Я почувствовал, как у меня начал расти «хвост». Уже второй, так как экзамен по русскому я уже завалил.
– По чуть-чуть, по чуть-чуть, – ворковал Вовчик, открывая дипломат, – совсем помаленьку. Девочкам – по бутылочке, мальчикам – по две!
В дипломате приготовилась к бою батарея бутылок «Кальвадоса». Напиток с романтическим названием, рисовавший в воображении романтических всадников в сомбреро и знойных красавиц, на самом деле был яблочной бормотухой крепостью 44 градуса. Шесть бутылок – смертельный залп по здоровью. Пришлось идти за девчонками из соседней комнаты.
Вова Ш. по кличке Шкаф был самым старым на нашем курсе. Когда он впервые вошел в аудиторию после звонка с перемены, то весь курс встал – все приняли его за преподавателя. И это притом что среди нас, студентов-заочников, розовощеких юношей не было. За все время учебы Вова не получил ни одной четверки – в его зачетке стояли сплошные «удовлетв.», причем удовлетворял преподавателей Шкаф далеко не с первого раза, «отсекая хвосты» мучительно больно.
– Я старый, – говорил Вовчик, шлепая себя по лбу, – у меня мозги закостенели!
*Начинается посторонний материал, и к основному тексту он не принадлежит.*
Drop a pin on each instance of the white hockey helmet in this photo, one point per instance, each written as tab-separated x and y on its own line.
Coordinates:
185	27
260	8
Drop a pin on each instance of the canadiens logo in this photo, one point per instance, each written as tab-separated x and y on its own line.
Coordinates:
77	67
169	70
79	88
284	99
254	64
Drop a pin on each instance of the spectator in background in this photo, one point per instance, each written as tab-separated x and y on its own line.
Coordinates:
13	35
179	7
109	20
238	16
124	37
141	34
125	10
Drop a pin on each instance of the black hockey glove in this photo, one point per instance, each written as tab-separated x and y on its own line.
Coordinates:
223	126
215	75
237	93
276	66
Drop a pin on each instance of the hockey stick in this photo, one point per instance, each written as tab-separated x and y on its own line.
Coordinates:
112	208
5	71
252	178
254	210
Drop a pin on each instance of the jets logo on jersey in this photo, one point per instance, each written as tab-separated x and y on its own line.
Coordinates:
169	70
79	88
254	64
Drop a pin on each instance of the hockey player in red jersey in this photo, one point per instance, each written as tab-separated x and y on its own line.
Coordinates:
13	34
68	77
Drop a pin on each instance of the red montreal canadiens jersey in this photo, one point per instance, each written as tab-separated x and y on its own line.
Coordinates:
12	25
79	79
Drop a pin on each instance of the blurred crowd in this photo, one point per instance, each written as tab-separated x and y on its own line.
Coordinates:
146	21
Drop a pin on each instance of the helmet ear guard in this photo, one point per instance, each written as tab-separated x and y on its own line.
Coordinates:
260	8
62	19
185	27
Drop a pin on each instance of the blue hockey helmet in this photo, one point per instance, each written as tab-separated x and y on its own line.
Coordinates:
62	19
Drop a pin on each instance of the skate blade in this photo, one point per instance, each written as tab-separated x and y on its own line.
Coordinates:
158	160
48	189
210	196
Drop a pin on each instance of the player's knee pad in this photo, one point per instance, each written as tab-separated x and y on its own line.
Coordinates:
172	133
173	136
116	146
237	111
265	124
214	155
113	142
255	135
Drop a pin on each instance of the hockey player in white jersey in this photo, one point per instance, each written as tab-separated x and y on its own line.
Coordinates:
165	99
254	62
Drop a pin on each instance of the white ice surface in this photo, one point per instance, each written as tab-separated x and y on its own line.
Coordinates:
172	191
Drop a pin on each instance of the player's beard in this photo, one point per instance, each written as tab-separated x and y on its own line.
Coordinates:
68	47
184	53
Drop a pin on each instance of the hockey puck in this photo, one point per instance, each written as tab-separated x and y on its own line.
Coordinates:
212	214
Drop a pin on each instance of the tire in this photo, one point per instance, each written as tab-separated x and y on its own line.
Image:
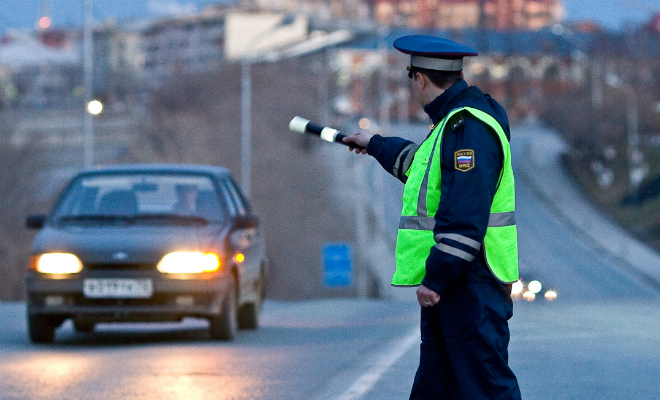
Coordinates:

Мне 45 лет!
А в этом возрасте, как известно, мужика бес за ребро щекочет. Только после тридцати Шкаф понял, что «жизнь летит мимо». И прекрасные женщины – тоже. Ни внешностью, ни фигурой Вовчик похвастаться не мог – лыс, близорук, роста ниже среднего, а пузо – весьма солидное. Прекрасные женщины требовали немалых материальных затрат, так что Шкаф, имеющий кроме неутомимой страсти еще и золотые руки, подрабатывал сразу в нескольких местах. Он, например, устроился электриком в студенческом общежитии, вел столярный кружок, а также держал две ставки дворника – за себя и за сына. Пока сын-студент спал, папа махал лопатой на улице. Свой «дворницкий» подвал наш ловелас оборудовал под комнату свиданий – поставил там диван, развесил картины в духе а-ля Шишкин (рисовал сам!), приволок чайничек, кружечки, рюмочки и так далее – словом, воссоздал почти домашний уют.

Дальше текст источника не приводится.